Blockade Of The Thromboxane/Prostanoid Receptor Prevents Ecg Abnormalities In Rv Pressure Overload

The increased afterload of pulmonary arterial hypertension (PAH) impairs right ventricular function and ultimately leads to failure, as the RV struggles to adapt to increased pressure with remodeling and fibrosis. During PAH, cardiomyocytes upregulate cell-surface expression of the G protein-coupled thromboxane/prostanoid receptor (TPr). Increased myofibroblast and immune cell populations may also contribute to the enhanced TPr expression seen in the PAH RV. Activation of the cardiomyocyte TPr increases intracellular calcium via G αq /IP 3 ; activation of the receptor in other cells leads to fibrosis and vasoconstriction.

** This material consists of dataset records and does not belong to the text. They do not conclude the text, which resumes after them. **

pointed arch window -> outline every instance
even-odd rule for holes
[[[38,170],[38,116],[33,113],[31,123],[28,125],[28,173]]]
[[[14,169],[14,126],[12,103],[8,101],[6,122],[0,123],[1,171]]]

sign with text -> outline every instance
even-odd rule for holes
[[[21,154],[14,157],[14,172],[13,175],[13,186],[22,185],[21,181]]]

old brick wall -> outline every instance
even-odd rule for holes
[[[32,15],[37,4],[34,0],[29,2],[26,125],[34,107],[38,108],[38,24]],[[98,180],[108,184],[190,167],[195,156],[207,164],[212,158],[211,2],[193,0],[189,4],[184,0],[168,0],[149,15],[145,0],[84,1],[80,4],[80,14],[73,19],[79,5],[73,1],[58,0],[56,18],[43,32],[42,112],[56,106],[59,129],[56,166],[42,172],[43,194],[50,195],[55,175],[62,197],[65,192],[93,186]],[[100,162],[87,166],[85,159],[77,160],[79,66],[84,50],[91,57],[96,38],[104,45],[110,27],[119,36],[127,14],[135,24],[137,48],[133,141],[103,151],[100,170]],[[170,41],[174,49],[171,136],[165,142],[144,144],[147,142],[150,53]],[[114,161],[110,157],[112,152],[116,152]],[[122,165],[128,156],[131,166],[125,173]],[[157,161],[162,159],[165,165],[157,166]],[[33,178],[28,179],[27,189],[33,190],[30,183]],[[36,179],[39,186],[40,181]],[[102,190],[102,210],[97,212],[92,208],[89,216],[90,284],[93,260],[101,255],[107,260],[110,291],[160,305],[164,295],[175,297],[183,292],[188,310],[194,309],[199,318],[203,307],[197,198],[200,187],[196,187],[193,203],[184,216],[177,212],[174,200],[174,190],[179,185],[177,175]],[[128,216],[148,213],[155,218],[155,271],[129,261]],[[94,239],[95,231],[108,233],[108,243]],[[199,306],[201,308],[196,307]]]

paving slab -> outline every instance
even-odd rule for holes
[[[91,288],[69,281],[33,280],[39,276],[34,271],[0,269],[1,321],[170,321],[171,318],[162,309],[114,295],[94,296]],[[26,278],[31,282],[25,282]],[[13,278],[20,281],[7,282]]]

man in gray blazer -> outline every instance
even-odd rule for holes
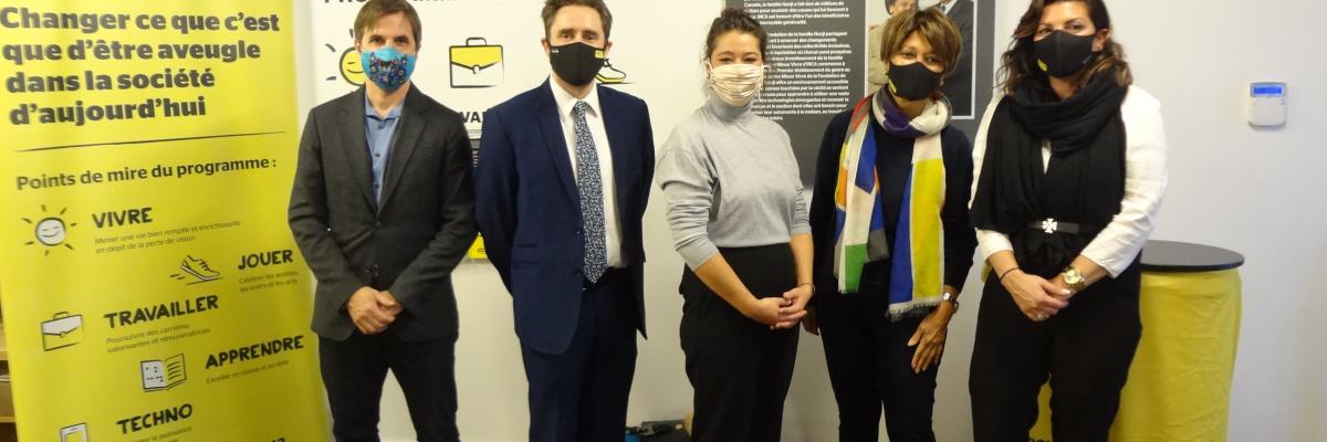
[[[462,118],[410,84],[419,17],[370,0],[356,19],[365,86],[313,109],[289,222],[317,289],[322,384],[337,441],[377,441],[390,369],[419,441],[458,441],[451,271],[475,238]]]

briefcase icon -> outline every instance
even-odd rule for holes
[[[453,88],[494,88],[502,85],[502,46],[490,45],[483,37],[466,38],[466,45],[451,46]]]
[[[46,352],[82,342],[82,315],[60,312],[41,323],[41,348]]]

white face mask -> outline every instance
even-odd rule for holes
[[[710,90],[729,105],[750,105],[764,86],[764,65],[735,62],[715,68],[709,61],[705,65],[710,72]]]

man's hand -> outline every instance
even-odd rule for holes
[[[401,303],[397,303],[397,297],[391,296],[391,293],[387,291],[378,292],[376,297],[378,301],[378,308],[381,308],[384,312],[387,312],[391,316],[401,315],[401,311],[405,309],[403,307],[401,307]]]
[[[401,312],[401,305],[395,304],[395,299],[391,295],[386,295],[386,299],[393,303],[393,309],[385,309],[380,303],[380,296],[386,293],[378,292],[372,287],[361,287],[350,295],[350,299],[345,301],[345,311],[350,313],[350,320],[354,321],[354,327],[360,329],[364,334],[377,334],[387,329],[391,321],[397,320],[397,315]]]

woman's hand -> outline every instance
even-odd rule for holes
[[[805,329],[807,333],[820,336],[820,321],[816,319],[815,307],[807,308],[807,316],[802,317],[802,328]]]
[[[917,332],[913,332],[913,337],[908,340],[908,346],[917,348],[913,352],[913,373],[921,373],[933,365],[940,365],[940,358],[945,354],[945,334],[949,333],[949,320],[953,317],[954,304],[941,301],[917,325]]]
[[[815,292],[811,289],[811,284],[800,284],[787,292],[783,292],[783,300],[787,301],[787,304],[779,308],[779,317],[784,320],[774,324],[770,329],[798,327],[798,320],[807,315],[807,303],[811,301],[812,295],[815,295]],[[800,315],[796,315],[799,312]],[[794,319],[794,315],[796,315],[796,319]]]
[[[1014,297],[1018,309],[1034,323],[1040,323],[1070,305],[1066,289],[1051,281],[1014,269],[1001,279],[1001,284]]]
[[[750,317],[752,321],[770,325],[771,329],[774,329],[775,325],[782,323],[788,323],[795,325],[798,324],[798,320],[800,320],[803,316],[807,315],[805,311],[799,311],[794,315],[779,313],[779,311],[784,307],[788,307],[788,300],[771,296],[762,299],[751,299],[750,301],[743,303],[743,308],[740,308],[739,311],[742,312],[742,315]]]

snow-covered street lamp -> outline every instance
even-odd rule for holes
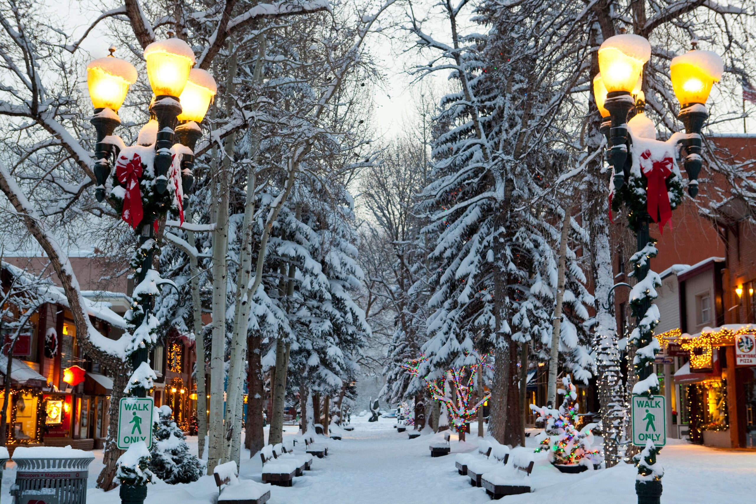
[[[171,34],[169,34],[170,36]],[[155,189],[160,194],[168,187],[168,169],[171,167],[170,149],[176,117],[181,113],[178,100],[194,64],[194,52],[181,39],[168,39],[150,44],[144,48],[147,76],[155,99],[150,112],[157,119],[155,143]]]
[[[194,146],[202,136],[200,122],[205,119],[205,114],[210,107],[210,102],[218,92],[215,79],[209,72],[200,68],[193,68],[189,73],[189,79],[179,97],[181,113],[176,118],[176,138],[178,143],[188,147],[189,152],[184,153],[181,159],[181,185],[184,191],[188,191],[194,182],[192,168],[194,165]]]
[[[87,84],[94,107],[91,122],[98,139],[94,166],[98,184],[95,196],[98,201],[105,199],[106,184],[114,162],[110,200],[121,212],[123,220],[139,233],[139,246],[132,261],[137,271],[136,285],[125,317],[134,339],[127,353],[135,369],[125,392],[137,397],[147,396],[152,386],[150,377],[154,378],[147,355],[158,325],[153,314],[156,288],[166,283],[175,286],[152,269],[153,258],[159,250],[155,227],[160,216],[169,209],[176,212],[179,221],[183,221],[181,196],[194,181],[194,149],[202,135],[198,123],[216,92],[215,80],[209,73],[192,69],[194,54],[191,48],[171,36],[169,32],[168,39],[153,42],[144,49],[147,77],[155,97],[150,104],[152,119],[142,128],[136,146],[126,147],[113,135],[120,124],[117,110],[125,100],[129,86],[137,80],[136,70],[131,63],[113,57],[113,47],[109,57],[94,60],[87,67]],[[181,125],[177,126],[179,121]],[[133,448],[132,445],[127,455]],[[146,447],[137,448],[144,450]],[[127,459],[147,460],[142,453],[144,451],[135,453],[135,456]],[[149,477],[140,472],[141,466],[132,467],[131,462],[123,462],[122,466],[122,459],[119,459],[122,502],[142,502],[147,496]]]
[[[110,173],[109,158],[111,153],[118,155],[117,145],[104,141],[121,124],[118,109],[126,99],[129,86],[137,82],[137,70],[134,66],[113,56],[115,47],[110,46],[109,51],[110,54],[106,57],[98,58],[87,65],[87,87],[94,107],[91,122],[97,132],[93,169],[97,181],[94,197],[100,202],[105,199],[105,182]]]
[[[653,123],[643,115],[642,71],[650,57],[651,45],[646,39],[631,34],[609,37],[599,48],[600,74],[593,80],[594,97],[604,119],[601,130],[609,141],[608,157],[613,172],[609,187],[611,209],[624,207],[628,226],[637,240],[637,252],[631,258],[634,264],[631,274],[637,283],[629,298],[637,323],[630,339],[637,348],[634,364],[638,382],[633,394],[644,397],[659,391],[658,379],[652,373],[658,351],[653,329],[658,323],[659,313],[652,301],[662,283],[649,267],[657,250],[649,233],[649,223],[658,222],[660,231],[663,230],[671,218],[672,209],[682,199],[683,179],[676,161],[683,161],[687,172],[688,193],[691,196],[698,193],[697,179],[702,163],[701,130],[708,117],[705,104],[723,70],[717,54],[696,51],[695,42],[692,51],[672,60],[672,86],[680,100],[679,118],[686,132],[675,133],[669,141],[660,141],[655,138]],[[628,123],[628,115],[634,111],[634,116]],[[639,504],[659,502],[664,474],[656,460],[659,450],[648,441],[643,452],[636,456],[638,478],[635,488]]]

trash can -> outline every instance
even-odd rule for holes
[[[19,447],[13,453],[15,504],[85,504],[91,452],[70,447]]]

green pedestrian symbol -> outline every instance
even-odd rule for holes
[[[653,413],[649,413],[648,410],[646,410],[646,416],[643,417],[643,419],[646,420],[646,432],[649,431],[649,428],[650,428],[654,432],[656,431],[656,428],[654,427],[654,419],[655,418],[656,416]]]
[[[646,410],[648,411],[648,410]],[[137,413],[135,411],[133,413],[134,418],[129,423],[134,424],[134,427],[132,427],[132,434],[134,434],[134,431],[138,429],[139,434],[141,434],[141,419],[137,416]],[[647,430],[647,429],[646,429]]]

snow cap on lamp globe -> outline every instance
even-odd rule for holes
[[[126,99],[129,86],[136,82],[137,70],[134,65],[112,54],[87,65],[87,87],[95,109],[117,111]]]
[[[159,40],[144,48],[144,59],[155,96],[180,96],[195,62],[189,45],[181,39]]]
[[[599,68],[607,91],[631,92],[650,57],[651,45],[639,35],[623,33],[605,40],[599,48]]]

Preventing signaling through the TPr prevents RV fibrosis in murine models of PAH without affecting arterial pressure. Because infusion of TPr agonist can cause arrhythmia in anesthetized rabbits, and we have previously found that RV pressure overload causes sustained increases in end-diastolic calcium in RV cardiomyocytes that is blocked with TPr antagonist, we hypothesized that endogenous TPr activation can lead to conduction abnormalities in RV pressure overload. Here, we used pulmonary arterial banding (PAB) of female mice to induce fixed pressure overload of the RV. Sham-operated or PAB mice were treated with normal drinking water or water containing 25 mg/kg/day of the TPr antagonist ifetroban and were evaluated at 4 weeks past PAB. RV ejection fraction was similarly depressed in vehicle- and antagonist-treated mice, although spontaneous running, RV fibrosis, and RV relaxation time were improved in PAB mice given ifetroban. ECG abnormalities in PAB mice confirmed a prolonged relaxation and suggested delays in repolarization. These were abolished with TPr antagonism. PAB altered RV expression and localization of connexin-43 (Cx43) in vehicle-treated, but not ifetroban-treated mice. Cx43 derangement is associated with impaired cell-to-cell electrical conduction and impulse propagation. Compiled, our findings suggest that endogenous TPr activation produces alterations in RV calcium handling, signaling, and cell-cell junctions that contribute to early failure in pressure overload. Therapeutic TPr antagonism may prevent this deleterious remodeling and prolong survival in patients with PAH.